A Universidade Estadual do Centro-Oeste (Unicentro) lançou nesta quinta-feira (11) a pedra fundamental do Instituto de Medicina de Precisão do Paraná (Impar), marcando o início das obras. O novo centro de pesquisa, diagnóstico e atendimento à população será construído no campus do Centro Educacional de Desenvolvimento Tecnológico (Cedeteg), em Guarapuava, na região Centro-Sul do Estado. O investimento total é de R$ 10,1 milhões do Fundo Paraná de fomento científico e tecnológico.

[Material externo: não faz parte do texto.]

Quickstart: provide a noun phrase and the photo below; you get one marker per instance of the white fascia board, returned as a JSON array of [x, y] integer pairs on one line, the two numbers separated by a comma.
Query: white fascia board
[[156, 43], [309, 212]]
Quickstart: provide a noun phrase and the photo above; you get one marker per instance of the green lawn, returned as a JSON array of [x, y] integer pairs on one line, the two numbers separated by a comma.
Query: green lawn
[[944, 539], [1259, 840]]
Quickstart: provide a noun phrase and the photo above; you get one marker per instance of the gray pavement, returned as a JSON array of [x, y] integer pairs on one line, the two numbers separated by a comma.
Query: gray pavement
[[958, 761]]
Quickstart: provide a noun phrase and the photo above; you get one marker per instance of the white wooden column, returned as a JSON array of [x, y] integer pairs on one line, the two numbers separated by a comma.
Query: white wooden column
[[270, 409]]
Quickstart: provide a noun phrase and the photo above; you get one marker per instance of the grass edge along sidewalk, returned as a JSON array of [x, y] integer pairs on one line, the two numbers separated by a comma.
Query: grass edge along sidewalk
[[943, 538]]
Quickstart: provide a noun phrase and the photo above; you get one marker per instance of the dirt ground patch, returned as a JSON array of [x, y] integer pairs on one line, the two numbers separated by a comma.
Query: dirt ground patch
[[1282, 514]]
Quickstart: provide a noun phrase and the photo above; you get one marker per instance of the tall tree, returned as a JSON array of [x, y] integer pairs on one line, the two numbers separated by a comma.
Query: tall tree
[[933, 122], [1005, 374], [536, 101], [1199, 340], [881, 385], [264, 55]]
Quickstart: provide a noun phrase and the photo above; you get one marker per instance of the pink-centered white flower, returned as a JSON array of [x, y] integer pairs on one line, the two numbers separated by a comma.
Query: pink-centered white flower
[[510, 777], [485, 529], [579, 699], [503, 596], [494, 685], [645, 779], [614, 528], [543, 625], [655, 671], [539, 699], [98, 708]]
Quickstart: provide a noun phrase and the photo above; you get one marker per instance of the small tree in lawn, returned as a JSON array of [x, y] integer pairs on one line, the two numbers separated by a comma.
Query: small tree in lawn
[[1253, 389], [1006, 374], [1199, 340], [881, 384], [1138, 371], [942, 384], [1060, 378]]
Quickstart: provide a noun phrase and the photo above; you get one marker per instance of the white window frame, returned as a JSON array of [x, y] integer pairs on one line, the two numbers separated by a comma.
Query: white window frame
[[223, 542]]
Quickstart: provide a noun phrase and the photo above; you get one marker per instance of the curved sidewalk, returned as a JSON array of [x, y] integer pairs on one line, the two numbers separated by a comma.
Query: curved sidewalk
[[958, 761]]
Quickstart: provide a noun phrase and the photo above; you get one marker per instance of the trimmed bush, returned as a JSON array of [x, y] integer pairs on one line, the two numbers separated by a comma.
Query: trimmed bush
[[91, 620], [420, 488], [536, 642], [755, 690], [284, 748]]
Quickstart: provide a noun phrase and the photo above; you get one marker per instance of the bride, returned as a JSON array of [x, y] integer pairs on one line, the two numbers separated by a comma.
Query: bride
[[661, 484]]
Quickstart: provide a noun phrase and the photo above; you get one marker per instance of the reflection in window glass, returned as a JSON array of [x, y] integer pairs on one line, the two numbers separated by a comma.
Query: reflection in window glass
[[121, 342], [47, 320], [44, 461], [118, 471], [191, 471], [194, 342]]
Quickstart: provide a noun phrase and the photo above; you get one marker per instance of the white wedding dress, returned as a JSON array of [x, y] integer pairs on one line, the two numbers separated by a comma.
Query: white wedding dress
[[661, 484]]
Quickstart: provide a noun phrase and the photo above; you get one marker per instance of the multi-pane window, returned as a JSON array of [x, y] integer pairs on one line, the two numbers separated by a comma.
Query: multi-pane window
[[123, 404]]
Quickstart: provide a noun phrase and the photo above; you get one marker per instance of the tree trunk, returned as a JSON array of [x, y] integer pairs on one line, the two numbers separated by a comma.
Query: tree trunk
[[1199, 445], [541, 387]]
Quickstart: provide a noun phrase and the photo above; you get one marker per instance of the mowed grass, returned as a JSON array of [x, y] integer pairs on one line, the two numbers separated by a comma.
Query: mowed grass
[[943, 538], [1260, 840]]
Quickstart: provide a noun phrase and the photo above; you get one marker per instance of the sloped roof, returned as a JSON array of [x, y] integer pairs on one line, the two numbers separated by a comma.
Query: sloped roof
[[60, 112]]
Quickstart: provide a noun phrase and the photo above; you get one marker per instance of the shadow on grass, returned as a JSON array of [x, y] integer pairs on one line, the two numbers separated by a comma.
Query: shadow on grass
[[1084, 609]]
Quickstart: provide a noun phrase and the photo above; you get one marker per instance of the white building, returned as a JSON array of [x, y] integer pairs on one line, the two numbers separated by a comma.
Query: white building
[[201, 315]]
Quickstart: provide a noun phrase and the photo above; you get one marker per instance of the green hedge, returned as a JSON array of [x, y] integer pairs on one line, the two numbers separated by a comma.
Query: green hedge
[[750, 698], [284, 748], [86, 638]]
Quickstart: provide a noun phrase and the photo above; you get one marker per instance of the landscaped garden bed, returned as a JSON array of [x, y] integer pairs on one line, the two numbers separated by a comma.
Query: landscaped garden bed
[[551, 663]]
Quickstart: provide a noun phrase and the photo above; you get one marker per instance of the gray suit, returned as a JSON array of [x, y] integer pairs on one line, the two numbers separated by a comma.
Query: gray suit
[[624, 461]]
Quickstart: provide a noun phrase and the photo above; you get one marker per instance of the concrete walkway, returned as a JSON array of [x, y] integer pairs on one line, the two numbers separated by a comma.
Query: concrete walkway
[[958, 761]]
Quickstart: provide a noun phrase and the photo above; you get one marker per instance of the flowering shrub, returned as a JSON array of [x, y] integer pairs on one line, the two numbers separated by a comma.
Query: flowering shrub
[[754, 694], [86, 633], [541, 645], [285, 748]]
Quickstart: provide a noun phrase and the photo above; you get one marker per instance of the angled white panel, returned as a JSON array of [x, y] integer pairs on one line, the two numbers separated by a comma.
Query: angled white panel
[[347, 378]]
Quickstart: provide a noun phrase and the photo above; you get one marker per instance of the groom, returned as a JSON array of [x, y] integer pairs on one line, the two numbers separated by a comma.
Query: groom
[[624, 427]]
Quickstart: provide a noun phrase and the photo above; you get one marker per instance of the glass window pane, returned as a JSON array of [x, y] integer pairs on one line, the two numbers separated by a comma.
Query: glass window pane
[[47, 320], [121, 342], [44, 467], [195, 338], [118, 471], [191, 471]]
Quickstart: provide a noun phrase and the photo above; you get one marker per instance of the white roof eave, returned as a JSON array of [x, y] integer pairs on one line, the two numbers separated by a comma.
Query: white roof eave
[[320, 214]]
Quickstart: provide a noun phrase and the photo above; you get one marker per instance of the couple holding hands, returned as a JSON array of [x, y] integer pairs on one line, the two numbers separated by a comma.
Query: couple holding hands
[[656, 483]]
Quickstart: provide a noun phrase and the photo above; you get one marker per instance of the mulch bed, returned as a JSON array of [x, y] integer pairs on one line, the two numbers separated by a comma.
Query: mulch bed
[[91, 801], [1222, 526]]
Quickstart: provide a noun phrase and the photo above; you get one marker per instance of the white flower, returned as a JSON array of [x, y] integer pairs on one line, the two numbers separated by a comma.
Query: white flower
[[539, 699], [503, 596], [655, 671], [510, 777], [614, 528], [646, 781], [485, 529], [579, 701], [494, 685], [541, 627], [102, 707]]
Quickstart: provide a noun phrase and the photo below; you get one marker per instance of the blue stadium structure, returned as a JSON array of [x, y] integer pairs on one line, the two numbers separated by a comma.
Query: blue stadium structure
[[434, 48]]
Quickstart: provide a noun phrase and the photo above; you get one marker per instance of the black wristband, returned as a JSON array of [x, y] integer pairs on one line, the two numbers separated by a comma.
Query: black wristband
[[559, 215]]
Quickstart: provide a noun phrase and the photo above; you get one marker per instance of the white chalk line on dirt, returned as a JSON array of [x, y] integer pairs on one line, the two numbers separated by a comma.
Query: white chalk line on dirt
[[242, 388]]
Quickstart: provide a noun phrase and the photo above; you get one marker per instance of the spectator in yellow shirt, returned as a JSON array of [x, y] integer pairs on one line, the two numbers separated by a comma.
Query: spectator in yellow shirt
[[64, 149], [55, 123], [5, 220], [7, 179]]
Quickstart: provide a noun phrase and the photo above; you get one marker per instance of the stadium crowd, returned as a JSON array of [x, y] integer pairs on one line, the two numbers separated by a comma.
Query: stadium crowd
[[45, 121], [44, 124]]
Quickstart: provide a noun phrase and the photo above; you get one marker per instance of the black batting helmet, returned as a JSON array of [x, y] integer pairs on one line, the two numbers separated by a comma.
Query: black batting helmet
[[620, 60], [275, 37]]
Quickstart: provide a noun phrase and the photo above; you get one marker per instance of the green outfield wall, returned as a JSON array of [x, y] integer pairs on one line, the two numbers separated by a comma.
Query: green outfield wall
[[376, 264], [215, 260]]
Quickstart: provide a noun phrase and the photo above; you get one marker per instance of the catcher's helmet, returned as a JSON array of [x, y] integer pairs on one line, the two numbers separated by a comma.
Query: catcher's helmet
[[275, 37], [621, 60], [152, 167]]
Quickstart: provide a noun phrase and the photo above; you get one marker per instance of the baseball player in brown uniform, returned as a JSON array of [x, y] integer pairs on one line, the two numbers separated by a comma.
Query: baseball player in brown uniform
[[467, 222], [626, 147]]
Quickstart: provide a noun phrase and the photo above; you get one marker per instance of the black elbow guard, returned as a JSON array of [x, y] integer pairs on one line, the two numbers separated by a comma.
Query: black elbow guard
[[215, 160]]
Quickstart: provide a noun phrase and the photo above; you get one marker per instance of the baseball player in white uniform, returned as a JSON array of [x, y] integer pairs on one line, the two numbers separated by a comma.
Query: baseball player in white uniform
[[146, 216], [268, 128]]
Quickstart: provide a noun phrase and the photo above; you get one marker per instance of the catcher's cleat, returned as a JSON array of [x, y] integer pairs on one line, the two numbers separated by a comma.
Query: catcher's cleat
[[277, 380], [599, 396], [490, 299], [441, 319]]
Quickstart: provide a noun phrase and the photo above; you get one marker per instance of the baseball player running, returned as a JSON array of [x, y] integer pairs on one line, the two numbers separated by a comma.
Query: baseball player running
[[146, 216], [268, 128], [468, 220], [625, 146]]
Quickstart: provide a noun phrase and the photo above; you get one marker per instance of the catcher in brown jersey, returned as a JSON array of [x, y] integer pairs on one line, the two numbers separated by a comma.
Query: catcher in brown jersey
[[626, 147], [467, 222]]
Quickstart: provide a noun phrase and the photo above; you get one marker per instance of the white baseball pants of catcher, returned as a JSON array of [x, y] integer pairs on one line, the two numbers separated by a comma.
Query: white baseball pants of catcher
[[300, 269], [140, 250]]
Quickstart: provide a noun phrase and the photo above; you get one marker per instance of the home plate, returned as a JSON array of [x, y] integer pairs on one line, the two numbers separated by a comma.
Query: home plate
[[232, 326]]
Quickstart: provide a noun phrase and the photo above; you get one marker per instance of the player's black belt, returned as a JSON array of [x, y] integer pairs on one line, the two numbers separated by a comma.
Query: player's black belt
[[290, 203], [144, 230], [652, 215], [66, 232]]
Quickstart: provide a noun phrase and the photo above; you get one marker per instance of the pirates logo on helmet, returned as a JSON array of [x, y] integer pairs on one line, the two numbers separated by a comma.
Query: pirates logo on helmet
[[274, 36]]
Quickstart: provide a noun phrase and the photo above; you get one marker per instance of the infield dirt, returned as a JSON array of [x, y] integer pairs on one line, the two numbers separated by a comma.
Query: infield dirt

Com 1.680 metros quadrados distribuídos em três pavimentos, o Impar contará com laboratórios de sequenciamento genético, cultivo celular e análises clínicas, além de consultórios, salas de coleta, auditório e áreas de acolhimento humanizado. O objetivo é oferecer diagnósticos e tratamentos personalizados a partir das características genéticas de cada paciente, consolidando a região Centro-Sul como referência nacional na área.
O secretário estadual da Ciência, Tecnologia e Ensino Superior do Paraná, Aldo Nelson Bona, afirmou que o lançamento da pedra fundamental consolida a estratégia do Estado na área de genômica. “A pesquisa genômica está na base da medicina de precisão e estamos avançando para tornar a região central do Paraná, a partir da Unicentro, uma referência nacional em uma área que representa o futuro da saúde”, disse.
FORMAÇÃO E PESQUISA– O reitor da Unicentro, Fábio Hernandes, avaliou que a concretização do projeto amplia o protagonismo da instituição na pesquisa em saúde e fortalece a formação dos futuros profissionais. “Com a implantação do Impar, professores e estudantes estarão inseridos em um ambiente que une pesquisa, ensino e atendimento à população. Isso permitirá a formação de profissionais ainda mais qualificados, com uma visão voltada à pesquisa aplicada e ao cuidado individualizado dos pacientes”, salientou.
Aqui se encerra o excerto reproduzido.